The most basic premise, and the one that seems to get lost, is “clean the car.” That seems simple, but apparently it’s not. Let’s break down the phrase.
“Clean.” What does that mean? Actually, it is as simple as it seems. Clean is clean. Dirty is dirty. You may think stating this is an insult to your intelligence, and maybe it is, but you would be surprised how many people just don’t get the concept. If you wipe the dust off of a dashboard, and you can’t get your fingers in the vents to clean those out, they’re not clean. If you use a buffer on a car and you don’t get the polish out of the cracks and seams, it’s not clean. If you have a car with a dirty engine, and you spray paint over the dirt, you haven’t cleaned anything; you’ve just covered up dirt. If you are more interested in saving time than making money, go ahead and cut corners.
“Clean” can lead to the perception of “honest” in the eyes of your customers. Lazy detailing and covering up dirt indicates that your car is dirty and you’re covering something up.
The other part of the phrase that we are looking at is “the car.” What does that mean? Again, fearing that I’m pointing out the obvious, “the car” refers to, well, the car. Notice the phrase is not, “hit the body panels with a buffer,” or, “smear some shiny, greasy stuff on the tires.” Pay attention to the details. Do you realize how bad those shiny tires look against filthy, untouched wheel wells?
You need to turn your attention to every part of the vehicle that can be seen from the ground, up close and far away. Just because the paint is shiny on the hood doesn’t mean your car looks good from the street. The first time many people see a car is when they drive up to it, so they aren’t looking at it the same way you may be in your detail shop. What does it look like from car-level? From low angles? From above? Keep an eye on things like rocker panels, the body where it curves under the car, and the underside of the bumper. Notice exhaust tips and grunge around things like lug nuts and wheel rims.
I know, you’re thinking that being all persnickety like this is not going to make that big of a difference. No one is going to pass on a car because the wheel wells are dirty. But you should consider the details as part of the total package. That’s why they call it detailing. If even the smallest things are left unattended, they will cast an unfavorable impression on the entire vehicle. The idea is not to make it look like someone spit shined it. The idea is to make it look like a good car that has been taken care of.

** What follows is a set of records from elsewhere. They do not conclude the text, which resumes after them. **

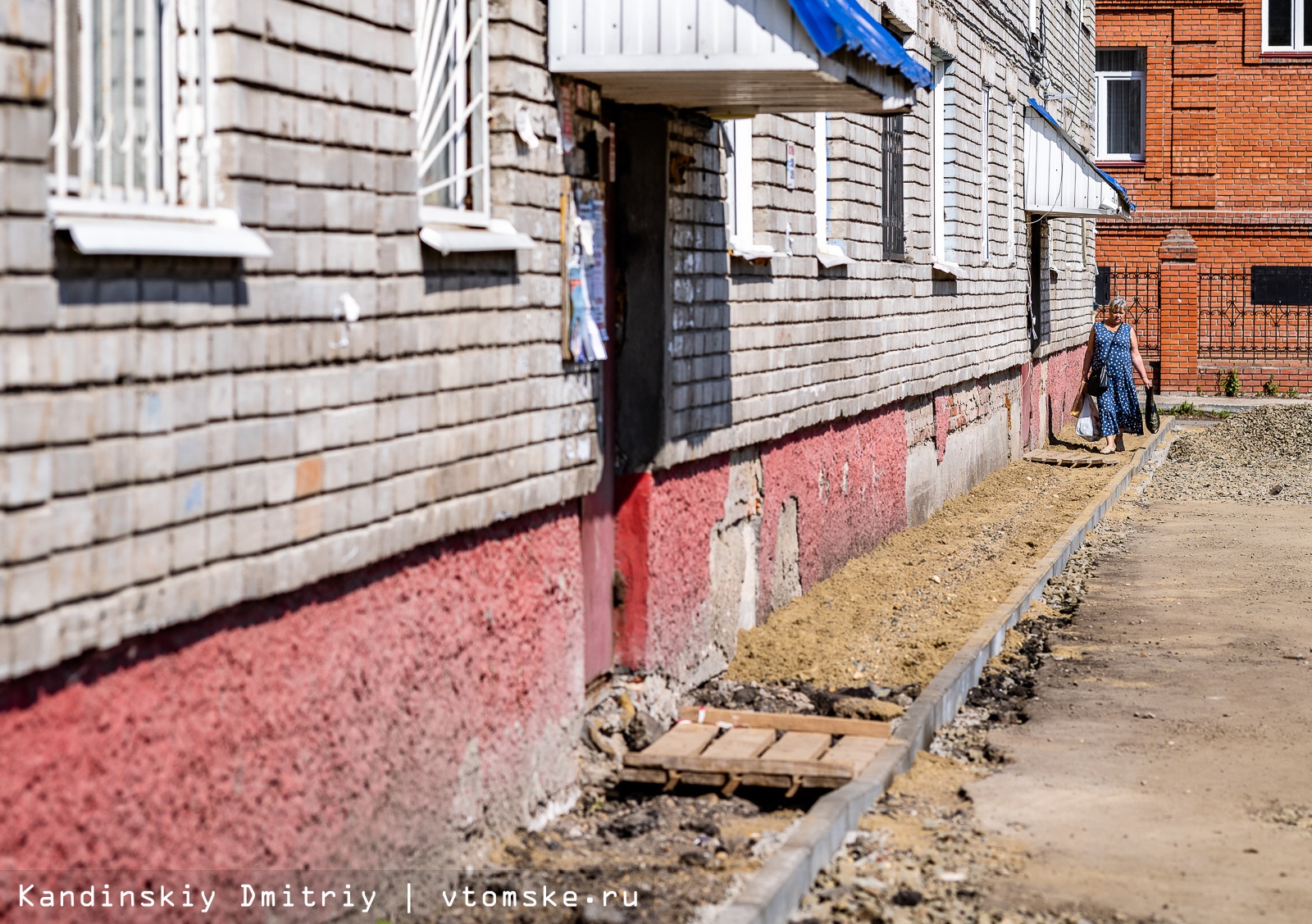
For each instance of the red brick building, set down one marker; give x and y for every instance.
(1205, 115)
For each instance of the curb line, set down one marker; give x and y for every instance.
(776, 890)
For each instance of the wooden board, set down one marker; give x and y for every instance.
(740, 743)
(1071, 460)
(785, 722)
(684, 740)
(800, 746)
(748, 755)
(854, 753)
(739, 766)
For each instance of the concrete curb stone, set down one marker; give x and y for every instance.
(776, 890)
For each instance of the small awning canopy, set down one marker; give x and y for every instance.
(736, 57)
(1060, 179)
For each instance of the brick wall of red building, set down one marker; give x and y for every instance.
(1226, 157)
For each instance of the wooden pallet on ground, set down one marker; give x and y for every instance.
(1071, 460)
(731, 749)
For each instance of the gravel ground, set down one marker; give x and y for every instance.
(688, 852)
(920, 858)
(1259, 457)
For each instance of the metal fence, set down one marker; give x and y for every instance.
(1139, 285)
(1232, 327)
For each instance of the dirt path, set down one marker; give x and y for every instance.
(899, 613)
(1165, 764)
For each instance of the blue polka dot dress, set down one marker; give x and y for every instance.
(1119, 403)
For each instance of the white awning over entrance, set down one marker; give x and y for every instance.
(1060, 179)
(735, 57)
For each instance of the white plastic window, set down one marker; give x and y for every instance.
(134, 105)
(738, 207)
(1122, 104)
(828, 249)
(1010, 180)
(987, 171)
(1287, 25)
(452, 78)
(938, 164)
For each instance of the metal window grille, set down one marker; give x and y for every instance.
(453, 108)
(1233, 325)
(895, 238)
(1139, 286)
(134, 102)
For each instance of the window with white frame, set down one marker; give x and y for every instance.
(738, 207)
(1287, 25)
(1122, 104)
(133, 104)
(454, 164)
(938, 163)
(828, 251)
(133, 154)
(452, 78)
(987, 171)
(1010, 179)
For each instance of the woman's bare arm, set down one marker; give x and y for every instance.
(1088, 353)
(1084, 373)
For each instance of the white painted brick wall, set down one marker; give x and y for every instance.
(763, 351)
(176, 436)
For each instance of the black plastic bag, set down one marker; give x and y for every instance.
(1097, 381)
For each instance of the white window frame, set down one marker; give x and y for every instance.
(1299, 30)
(828, 251)
(454, 130)
(938, 166)
(1102, 109)
(146, 176)
(986, 170)
(1010, 179)
(739, 164)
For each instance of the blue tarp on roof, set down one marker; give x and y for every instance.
(1047, 116)
(843, 24)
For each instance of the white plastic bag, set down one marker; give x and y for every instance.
(1084, 426)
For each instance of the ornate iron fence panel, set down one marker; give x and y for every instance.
(1231, 327)
(1139, 285)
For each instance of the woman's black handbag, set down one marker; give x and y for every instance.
(1097, 380)
(1152, 421)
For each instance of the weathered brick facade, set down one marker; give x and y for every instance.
(1224, 159)
(187, 437)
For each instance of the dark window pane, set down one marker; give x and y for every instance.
(1282, 285)
(1125, 117)
(1279, 23)
(1102, 286)
(1121, 59)
(895, 243)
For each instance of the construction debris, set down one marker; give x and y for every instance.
(726, 749)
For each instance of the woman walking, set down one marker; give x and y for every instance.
(1113, 344)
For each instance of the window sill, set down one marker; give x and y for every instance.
(754, 253)
(831, 256)
(109, 229)
(496, 236)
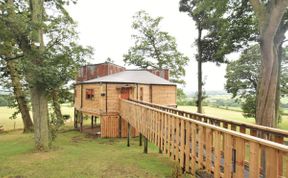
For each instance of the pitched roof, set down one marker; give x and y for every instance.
(131, 76)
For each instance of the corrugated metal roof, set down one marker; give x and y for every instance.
(131, 76)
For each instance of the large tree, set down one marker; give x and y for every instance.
(45, 65)
(266, 23)
(155, 49)
(10, 74)
(208, 16)
(243, 75)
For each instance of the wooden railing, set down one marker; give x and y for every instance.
(268, 133)
(199, 145)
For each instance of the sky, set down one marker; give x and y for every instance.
(106, 26)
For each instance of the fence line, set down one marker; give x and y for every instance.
(199, 145)
(268, 133)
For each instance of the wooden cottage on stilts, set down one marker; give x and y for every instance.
(99, 88)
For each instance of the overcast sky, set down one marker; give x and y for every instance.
(106, 26)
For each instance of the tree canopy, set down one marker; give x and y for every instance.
(243, 76)
(155, 49)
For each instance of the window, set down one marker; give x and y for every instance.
(90, 94)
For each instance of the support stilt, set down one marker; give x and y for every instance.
(145, 145)
(128, 135)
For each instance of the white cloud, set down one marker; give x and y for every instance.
(106, 26)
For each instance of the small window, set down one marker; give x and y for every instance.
(89, 94)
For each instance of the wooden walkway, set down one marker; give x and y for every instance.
(223, 148)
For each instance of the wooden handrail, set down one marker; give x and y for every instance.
(272, 134)
(199, 145)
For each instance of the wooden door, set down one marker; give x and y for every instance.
(141, 94)
(125, 93)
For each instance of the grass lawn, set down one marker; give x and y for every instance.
(76, 155)
(9, 124)
(230, 115)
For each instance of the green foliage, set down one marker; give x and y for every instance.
(155, 49)
(4, 100)
(181, 96)
(242, 78)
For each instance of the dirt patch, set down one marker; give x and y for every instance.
(116, 171)
(78, 139)
(18, 176)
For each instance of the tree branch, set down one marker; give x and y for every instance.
(12, 58)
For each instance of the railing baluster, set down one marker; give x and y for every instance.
(191, 141)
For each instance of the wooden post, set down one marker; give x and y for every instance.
(140, 139)
(81, 122)
(92, 118)
(145, 145)
(75, 119)
(120, 127)
(128, 135)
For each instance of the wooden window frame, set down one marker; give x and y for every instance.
(89, 94)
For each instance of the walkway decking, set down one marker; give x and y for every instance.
(223, 148)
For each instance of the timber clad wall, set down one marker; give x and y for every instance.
(98, 70)
(146, 92)
(164, 95)
(103, 99)
(96, 104)
(161, 94)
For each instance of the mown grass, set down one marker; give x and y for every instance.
(76, 155)
(10, 124)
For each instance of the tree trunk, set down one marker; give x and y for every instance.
(20, 96)
(16, 84)
(40, 117)
(38, 94)
(199, 100)
(56, 105)
(266, 97)
(200, 82)
(269, 20)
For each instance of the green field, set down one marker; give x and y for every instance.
(234, 114)
(9, 124)
(76, 155)
(230, 115)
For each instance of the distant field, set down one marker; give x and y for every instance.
(230, 115)
(217, 112)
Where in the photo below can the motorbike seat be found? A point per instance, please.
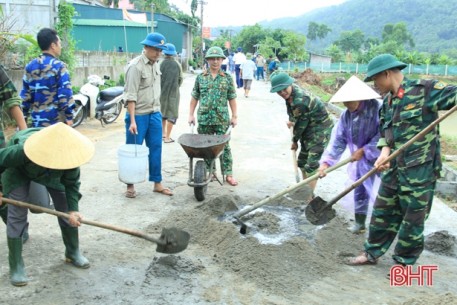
(109, 94)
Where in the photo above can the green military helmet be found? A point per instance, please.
(280, 81)
(381, 63)
(215, 52)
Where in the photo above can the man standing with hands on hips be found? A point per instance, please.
(143, 121)
(213, 89)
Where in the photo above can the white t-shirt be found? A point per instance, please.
(239, 58)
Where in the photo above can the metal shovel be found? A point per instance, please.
(171, 240)
(319, 212)
(251, 208)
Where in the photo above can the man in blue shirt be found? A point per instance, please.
(47, 95)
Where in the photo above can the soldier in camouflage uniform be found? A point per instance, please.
(408, 182)
(311, 121)
(213, 88)
(9, 109)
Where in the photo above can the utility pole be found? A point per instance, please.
(152, 17)
(202, 4)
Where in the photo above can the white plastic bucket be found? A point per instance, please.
(133, 163)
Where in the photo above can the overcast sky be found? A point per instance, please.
(248, 12)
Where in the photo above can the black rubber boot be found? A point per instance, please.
(72, 255)
(17, 268)
(4, 212)
(359, 225)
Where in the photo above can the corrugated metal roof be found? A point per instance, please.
(107, 22)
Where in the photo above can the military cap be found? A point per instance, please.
(381, 63)
(215, 52)
(280, 81)
(155, 40)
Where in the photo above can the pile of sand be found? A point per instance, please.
(275, 267)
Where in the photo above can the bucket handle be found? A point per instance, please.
(134, 136)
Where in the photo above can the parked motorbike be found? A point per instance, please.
(108, 102)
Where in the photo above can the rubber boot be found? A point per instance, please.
(17, 268)
(4, 212)
(72, 255)
(359, 225)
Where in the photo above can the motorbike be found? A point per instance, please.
(108, 102)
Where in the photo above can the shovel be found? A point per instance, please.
(240, 214)
(170, 241)
(319, 212)
(294, 159)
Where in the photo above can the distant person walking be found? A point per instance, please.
(143, 120)
(46, 93)
(239, 58)
(260, 65)
(247, 70)
(171, 80)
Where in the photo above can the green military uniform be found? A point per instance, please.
(213, 114)
(407, 188)
(313, 127)
(8, 98)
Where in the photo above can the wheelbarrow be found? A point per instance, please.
(202, 146)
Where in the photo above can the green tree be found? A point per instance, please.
(269, 46)
(294, 46)
(335, 52)
(397, 33)
(316, 30)
(248, 37)
(64, 28)
(351, 40)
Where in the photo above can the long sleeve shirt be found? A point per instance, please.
(17, 170)
(47, 91)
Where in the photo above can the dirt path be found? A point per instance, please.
(282, 260)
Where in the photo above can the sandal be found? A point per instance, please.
(361, 260)
(164, 191)
(130, 194)
(230, 180)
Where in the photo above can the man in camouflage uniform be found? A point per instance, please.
(311, 121)
(408, 182)
(46, 93)
(213, 88)
(9, 109)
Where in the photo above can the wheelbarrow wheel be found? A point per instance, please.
(199, 177)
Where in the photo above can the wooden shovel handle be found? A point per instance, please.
(291, 188)
(391, 157)
(87, 222)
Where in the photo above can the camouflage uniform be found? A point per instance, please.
(313, 127)
(406, 192)
(213, 114)
(46, 92)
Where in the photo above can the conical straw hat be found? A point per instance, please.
(354, 90)
(59, 146)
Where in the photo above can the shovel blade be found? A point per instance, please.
(318, 212)
(172, 241)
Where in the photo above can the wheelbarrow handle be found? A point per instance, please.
(291, 188)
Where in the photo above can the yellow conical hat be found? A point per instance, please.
(354, 90)
(59, 146)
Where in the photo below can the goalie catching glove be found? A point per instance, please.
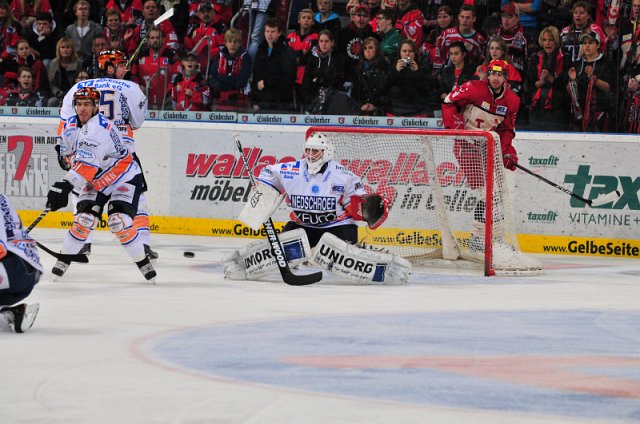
(371, 208)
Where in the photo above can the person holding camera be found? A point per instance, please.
(411, 83)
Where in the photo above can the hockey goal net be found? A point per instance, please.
(447, 192)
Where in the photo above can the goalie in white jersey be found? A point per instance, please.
(103, 171)
(326, 201)
(20, 270)
(123, 103)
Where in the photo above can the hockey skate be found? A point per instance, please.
(60, 268)
(147, 270)
(86, 249)
(20, 317)
(151, 254)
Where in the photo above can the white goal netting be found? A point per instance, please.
(442, 186)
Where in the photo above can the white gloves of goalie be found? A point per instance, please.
(342, 259)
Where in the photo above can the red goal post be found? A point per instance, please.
(443, 204)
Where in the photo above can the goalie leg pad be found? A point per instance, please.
(263, 202)
(357, 264)
(256, 259)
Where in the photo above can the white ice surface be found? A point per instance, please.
(89, 357)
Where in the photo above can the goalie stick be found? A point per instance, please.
(278, 252)
(600, 200)
(60, 256)
(166, 15)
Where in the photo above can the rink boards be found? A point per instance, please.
(198, 184)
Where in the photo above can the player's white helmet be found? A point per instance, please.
(318, 141)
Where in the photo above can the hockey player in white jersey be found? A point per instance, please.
(104, 171)
(326, 201)
(123, 103)
(20, 270)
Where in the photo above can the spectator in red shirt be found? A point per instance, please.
(155, 69)
(190, 90)
(130, 11)
(25, 11)
(150, 13)
(206, 39)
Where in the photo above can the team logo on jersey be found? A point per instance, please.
(337, 189)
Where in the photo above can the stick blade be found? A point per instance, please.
(300, 280)
(166, 15)
(606, 198)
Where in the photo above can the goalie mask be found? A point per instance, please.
(318, 150)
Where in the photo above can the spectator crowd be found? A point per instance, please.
(574, 64)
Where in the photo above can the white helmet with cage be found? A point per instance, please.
(318, 141)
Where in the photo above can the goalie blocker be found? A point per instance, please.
(340, 258)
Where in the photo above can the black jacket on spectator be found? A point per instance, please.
(46, 46)
(25, 98)
(447, 78)
(322, 71)
(278, 71)
(549, 103)
(371, 85)
(349, 44)
(410, 91)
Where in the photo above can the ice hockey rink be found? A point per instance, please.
(449, 347)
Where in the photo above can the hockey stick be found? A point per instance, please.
(60, 256)
(600, 200)
(160, 19)
(287, 276)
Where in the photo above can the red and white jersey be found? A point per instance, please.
(473, 106)
(100, 157)
(14, 239)
(121, 102)
(318, 200)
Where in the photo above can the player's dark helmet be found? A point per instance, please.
(112, 58)
(87, 93)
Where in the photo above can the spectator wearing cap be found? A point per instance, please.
(261, 11)
(83, 30)
(9, 34)
(326, 18)
(474, 41)
(590, 81)
(547, 81)
(390, 37)
(206, 39)
(274, 71)
(43, 36)
(512, 33)
(349, 40)
(25, 11)
(302, 41)
(409, 21)
(156, 67)
(150, 13)
(62, 70)
(130, 11)
(581, 22)
(190, 91)
(230, 73)
(527, 11)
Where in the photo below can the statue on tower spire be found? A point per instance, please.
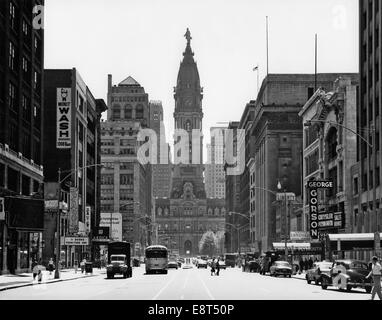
(188, 36)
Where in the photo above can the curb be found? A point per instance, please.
(53, 281)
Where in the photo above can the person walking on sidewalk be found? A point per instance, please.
(50, 266)
(376, 274)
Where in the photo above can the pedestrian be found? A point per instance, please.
(82, 265)
(50, 266)
(213, 266)
(376, 274)
(301, 264)
(217, 267)
(35, 269)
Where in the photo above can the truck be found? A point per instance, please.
(118, 258)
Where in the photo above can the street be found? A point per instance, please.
(182, 284)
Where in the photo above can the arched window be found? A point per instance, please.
(116, 112)
(139, 113)
(128, 112)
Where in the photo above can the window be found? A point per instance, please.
(12, 97)
(11, 58)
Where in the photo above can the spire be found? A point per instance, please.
(188, 52)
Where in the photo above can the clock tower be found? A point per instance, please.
(188, 97)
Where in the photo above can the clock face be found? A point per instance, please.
(188, 102)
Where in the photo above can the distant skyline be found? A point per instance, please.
(145, 40)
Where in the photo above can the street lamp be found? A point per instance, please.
(58, 222)
(279, 187)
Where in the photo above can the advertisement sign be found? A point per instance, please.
(73, 210)
(2, 211)
(76, 241)
(64, 114)
(87, 219)
(330, 220)
(115, 221)
(313, 187)
(299, 235)
(101, 233)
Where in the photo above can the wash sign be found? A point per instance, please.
(313, 186)
(64, 105)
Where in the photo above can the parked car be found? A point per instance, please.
(172, 265)
(319, 268)
(281, 268)
(202, 264)
(222, 264)
(348, 274)
(252, 266)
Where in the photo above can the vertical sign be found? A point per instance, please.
(2, 210)
(313, 210)
(87, 219)
(73, 213)
(64, 105)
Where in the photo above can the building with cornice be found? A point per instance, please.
(187, 215)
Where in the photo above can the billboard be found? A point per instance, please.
(64, 105)
(88, 214)
(73, 210)
(115, 221)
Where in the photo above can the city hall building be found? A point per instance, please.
(187, 215)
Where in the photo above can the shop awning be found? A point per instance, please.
(292, 245)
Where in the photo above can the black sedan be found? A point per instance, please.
(319, 269)
(281, 268)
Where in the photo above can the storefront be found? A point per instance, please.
(22, 234)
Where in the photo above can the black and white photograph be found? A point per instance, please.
(191, 155)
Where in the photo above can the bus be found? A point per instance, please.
(231, 259)
(156, 259)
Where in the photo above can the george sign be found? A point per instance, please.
(101, 233)
(330, 220)
(320, 184)
(313, 209)
(88, 213)
(299, 235)
(115, 221)
(290, 196)
(64, 105)
(2, 210)
(76, 241)
(73, 212)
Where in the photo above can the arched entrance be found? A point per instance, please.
(188, 247)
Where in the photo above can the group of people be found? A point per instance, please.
(215, 267)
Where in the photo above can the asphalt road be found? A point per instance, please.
(187, 284)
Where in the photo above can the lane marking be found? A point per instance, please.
(205, 287)
(164, 288)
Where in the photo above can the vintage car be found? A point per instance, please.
(281, 268)
(172, 265)
(319, 268)
(348, 274)
(201, 264)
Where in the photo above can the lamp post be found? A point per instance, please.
(279, 187)
(58, 222)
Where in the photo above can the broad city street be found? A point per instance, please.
(183, 284)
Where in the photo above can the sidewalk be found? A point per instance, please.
(10, 281)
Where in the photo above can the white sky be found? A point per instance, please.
(144, 39)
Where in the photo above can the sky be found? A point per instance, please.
(145, 39)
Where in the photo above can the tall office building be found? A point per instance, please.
(72, 123)
(214, 173)
(367, 173)
(21, 136)
(126, 185)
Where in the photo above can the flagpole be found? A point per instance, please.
(267, 48)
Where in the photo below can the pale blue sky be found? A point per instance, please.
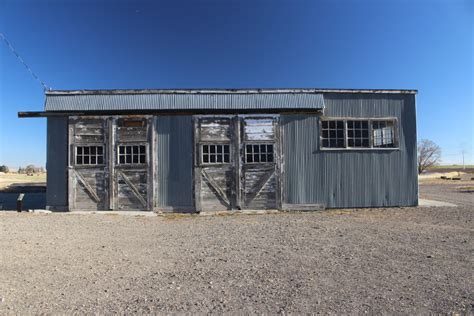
(424, 45)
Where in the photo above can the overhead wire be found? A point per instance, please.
(10, 46)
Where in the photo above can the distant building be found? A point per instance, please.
(194, 150)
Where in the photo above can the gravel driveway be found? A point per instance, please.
(404, 260)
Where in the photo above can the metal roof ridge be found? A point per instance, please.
(226, 91)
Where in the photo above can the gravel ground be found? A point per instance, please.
(403, 260)
(457, 192)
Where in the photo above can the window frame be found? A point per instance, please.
(259, 143)
(117, 155)
(371, 136)
(74, 158)
(211, 143)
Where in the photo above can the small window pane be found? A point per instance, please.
(259, 153)
(383, 133)
(332, 134)
(215, 153)
(358, 134)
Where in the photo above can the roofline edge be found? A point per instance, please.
(224, 91)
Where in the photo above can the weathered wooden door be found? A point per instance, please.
(236, 162)
(132, 164)
(215, 169)
(88, 173)
(259, 173)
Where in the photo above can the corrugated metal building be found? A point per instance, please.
(200, 150)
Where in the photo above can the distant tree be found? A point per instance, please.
(429, 154)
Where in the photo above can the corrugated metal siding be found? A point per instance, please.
(56, 163)
(351, 178)
(174, 162)
(97, 102)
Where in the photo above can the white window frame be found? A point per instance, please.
(201, 153)
(118, 163)
(371, 136)
(260, 153)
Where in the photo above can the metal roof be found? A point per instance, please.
(195, 99)
(182, 101)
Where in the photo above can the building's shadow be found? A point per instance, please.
(34, 198)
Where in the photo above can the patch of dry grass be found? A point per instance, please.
(7, 179)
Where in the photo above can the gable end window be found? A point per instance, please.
(332, 134)
(355, 133)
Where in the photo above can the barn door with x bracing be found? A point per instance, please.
(88, 173)
(259, 163)
(215, 169)
(236, 162)
(132, 164)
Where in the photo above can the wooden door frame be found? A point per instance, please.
(237, 156)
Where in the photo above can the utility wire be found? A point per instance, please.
(45, 87)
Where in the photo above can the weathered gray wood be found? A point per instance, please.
(237, 165)
(197, 169)
(86, 186)
(210, 181)
(133, 188)
(110, 158)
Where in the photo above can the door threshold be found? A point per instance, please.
(126, 213)
(235, 212)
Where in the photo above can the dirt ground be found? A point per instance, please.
(8, 179)
(401, 260)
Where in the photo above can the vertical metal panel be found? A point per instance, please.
(351, 178)
(174, 160)
(56, 163)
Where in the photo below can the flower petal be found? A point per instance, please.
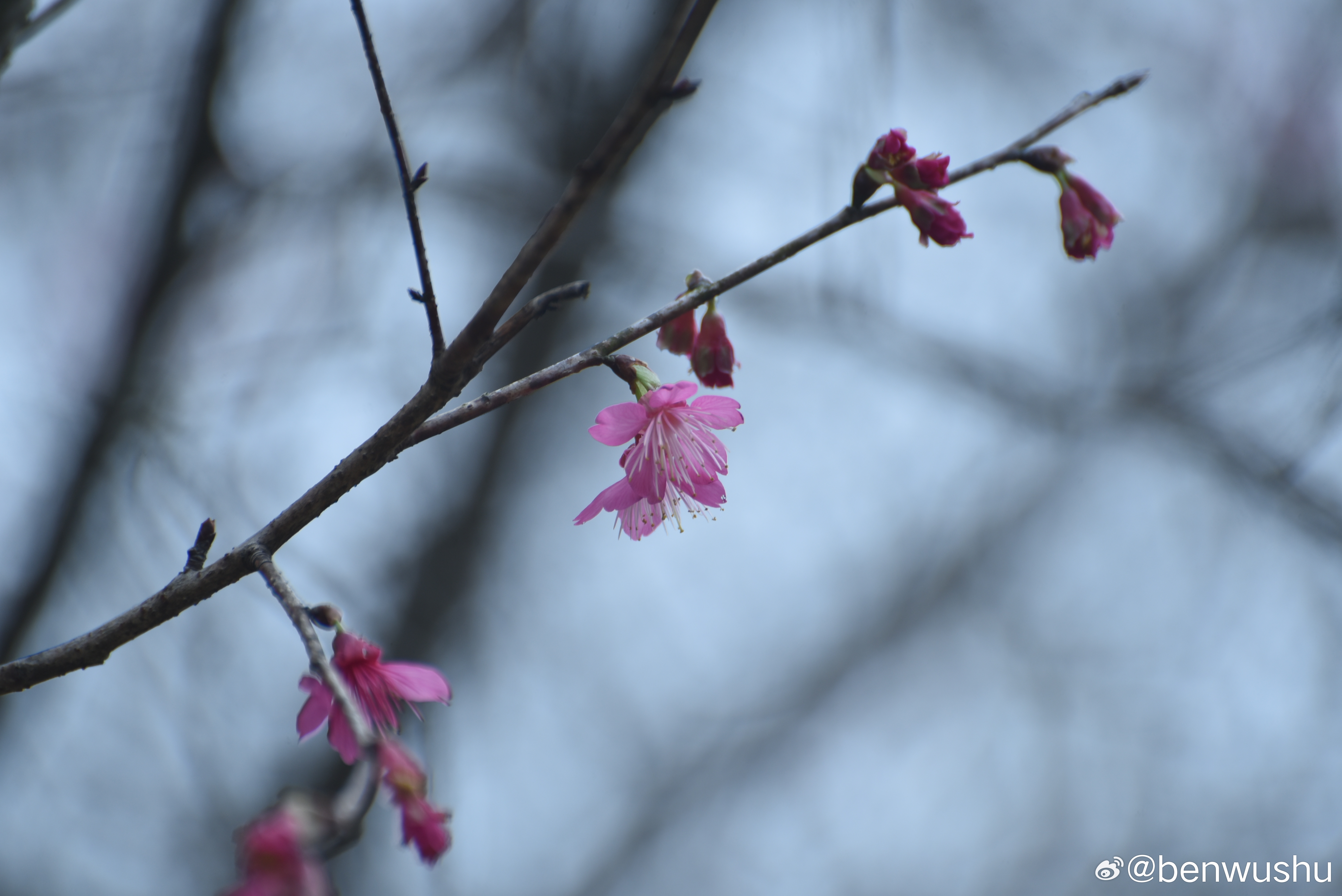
(317, 709)
(669, 395)
(416, 682)
(343, 737)
(719, 412)
(618, 497)
(619, 423)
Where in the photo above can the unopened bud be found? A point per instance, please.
(325, 615)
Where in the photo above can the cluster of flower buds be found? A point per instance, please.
(709, 349)
(916, 182)
(676, 458)
(276, 852)
(1089, 218)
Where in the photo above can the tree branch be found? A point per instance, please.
(649, 101)
(408, 186)
(408, 427)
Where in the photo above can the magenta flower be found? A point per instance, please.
(379, 687)
(422, 823)
(677, 336)
(713, 357)
(674, 459)
(1087, 218)
(933, 216)
(274, 863)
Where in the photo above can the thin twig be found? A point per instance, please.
(403, 171)
(356, 799)
(41, 22)
(406, 430)
(846, 218)
(653, 97)
(1083, 101)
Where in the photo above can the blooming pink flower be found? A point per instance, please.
(1089, 218)
(379, 687)
(713, 356)
(274, 863)
(422, 823)
(674, 459)
(677, 336)
(933, 216)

So now let’s go back to that pricing issue. You look in your Red Book and determine that your car is worth an average of $5,000 based on the condition and mileage. You can bet that that’s a pretty reasonable valuation. But you want your car to bring more than the average. Think about being the consumer. There is a good chance that you would be willing to give more for a “honest,” “clean” used car over a “warmed over” looking car. Is your car worth 5% more than average? 20% more? Curb appeal is underrated in the car business. If you learn how to detail, really detail, you’ll boost your vehicle values, your reputation, and your bottom line.